De acordo com o advogado Benedito Cossa, a imunidade de Mondlane “não é absoluta”, servindo apenas para evitar que ele seja preso ou detido sem uma autorização específica do Conselho de Estado, salvo em casos de flagrante delito que envolvam crimes com penas de prisão superiores. “Para que os procedimentos criminais continuem, é necessária a autorização do Conselho de Estado”, sublinhou Cossa, comparando a situação com a de deputados. Se o Conselho não deliberar pela suspensão, os processos ficarão parados até ao fim do mandato.

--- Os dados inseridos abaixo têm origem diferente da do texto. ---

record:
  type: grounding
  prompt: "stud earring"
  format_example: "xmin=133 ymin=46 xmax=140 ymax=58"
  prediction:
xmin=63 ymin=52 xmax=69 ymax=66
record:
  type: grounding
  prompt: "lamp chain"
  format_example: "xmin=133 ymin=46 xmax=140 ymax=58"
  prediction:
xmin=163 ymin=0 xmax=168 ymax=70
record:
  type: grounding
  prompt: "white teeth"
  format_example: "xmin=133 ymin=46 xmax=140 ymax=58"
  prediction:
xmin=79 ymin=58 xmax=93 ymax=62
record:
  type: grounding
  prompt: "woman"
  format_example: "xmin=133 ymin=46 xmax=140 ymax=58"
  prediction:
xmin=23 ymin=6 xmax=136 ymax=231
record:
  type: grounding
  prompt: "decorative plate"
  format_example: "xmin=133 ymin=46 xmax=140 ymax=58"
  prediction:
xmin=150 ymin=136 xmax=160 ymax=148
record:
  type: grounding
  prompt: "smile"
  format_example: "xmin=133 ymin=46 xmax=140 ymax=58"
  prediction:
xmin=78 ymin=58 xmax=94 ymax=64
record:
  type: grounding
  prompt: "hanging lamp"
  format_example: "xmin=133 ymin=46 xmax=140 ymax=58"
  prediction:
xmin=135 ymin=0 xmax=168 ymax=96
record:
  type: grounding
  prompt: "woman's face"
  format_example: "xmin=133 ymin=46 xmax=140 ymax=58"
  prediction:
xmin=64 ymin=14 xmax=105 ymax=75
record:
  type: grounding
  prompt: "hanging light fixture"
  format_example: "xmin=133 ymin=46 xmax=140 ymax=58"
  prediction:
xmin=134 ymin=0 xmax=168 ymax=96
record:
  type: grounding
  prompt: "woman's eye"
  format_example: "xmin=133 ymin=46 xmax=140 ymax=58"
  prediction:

Mondlane enfrenta cinco acusações graves, incluindo incitamento ao terrorismo, crimes que, segundo o Ministério Público, podem resultar em mais de 20 anos de prisão. O MP alega que os seus apelos a uma “revolução” nos protestos pós-eleitorais geraram “pânico” e “terror”, culminando em mortes e destruição de propriedades. Apesar da gravidade das acusações, o advogado Ivan Maússe defende o princípio da presunção de inocência e lembra que Mondlane poderia assumir o cargo no Conselho de Estado função que lhe garante jurisdição especial junto ao Supremo Tribunal. No entanto, a sua posse, prevista para até 60 dias após o anúncio dos resultados, continua adiada, e a primeira reunião do Conselho foi cancelada.

Num país ainda marcado pelas tensões eleitorais e com conversações delicadas entre Mondlane e o presidente eleito Daniel Chapo, a decisão sobre a suspensão ou não da imunidade do opositor poderá redefinir não só o seu destino político, mas também o clima de estabilidade em Moçambique.